The election campaign had been naturally dominated by anti-corruption appeals and by a struggle to get rid of the oligarchic government. The populist “Common People” party of Igor Matovič and “Sme Rodina” of Boris Kollár became surprisingly popular. Their simple, straightforward anti-corruption appeal proved to be successful. The traditional conservative party, Christian Democrats, which had been key in all pro-reform governments in Slovakia since 1990, failed to make it into the parliament. A coalition of “Progressive Slovakia” and “Together” were not successful either and remained major opposition political parties. On the other hand, “For People” and “Freedom and Solidarity” barely passed the required five percent threshold. 

These unexpected results of parliamentary elections led to the emergence of the most conservative radical right-wing populist parliament in the history of modern Slovakia. The new government was created by four conservative, and partly clerical, political parties. Paradoxically, this happened less than a year after Čaputová’s successful presidential bid.

What had happened? And what was really at stake in this moment? The naiveté and political illiteracy of many voters who were tired and exhausted by the oligarchic pseudo-democracy created under Fico’s reign gave inexperienced populists, who are being moderated only by two smaller political parties within the government, a chance. The anti-corruption appeal, in consequence, surprisingly strengthened conservative and clerical forces whose primary goal is to fight political correctness and gender ideology, to strengthen position of the Catholic church, and most importantly, to pass strict anti-abortion laws.

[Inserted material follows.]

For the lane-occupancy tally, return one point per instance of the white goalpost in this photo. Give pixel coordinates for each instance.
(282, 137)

Slovakia has been ruled by a Catholic priest once during the so-called Slovak Republic that existed between 1939-1945 as a client state of Nazi Germany. This peculiar Slovak combination of clericalism and fascism led to a kind of Clero-fascism or, more gently put, a “Parish republic.” Now, amidst the pandemic, Slovakia has found itself in a unique situation. In terms of returning to the rule of law Slovakia started to strengthen legal institutions which had been missing in the Fico regime. However, it also started to backslide from the secular model that had been in place since the creation of Czechoslovakia in 1918. The “Parish republic” is thus back, 80 years after its first manifestation. 


Michal Vašečka, Programme Director, Bratislava Policy Institute, Slovakia, Associate Professor at the Bratislava International School of Liberal Arts (BISLA), and at the Pan-European University in Bratislava.

This piece was a contribution to the Democracy & the Pandemic Mini-Conference of the Democracy Seminar held on May 20-21, 2020.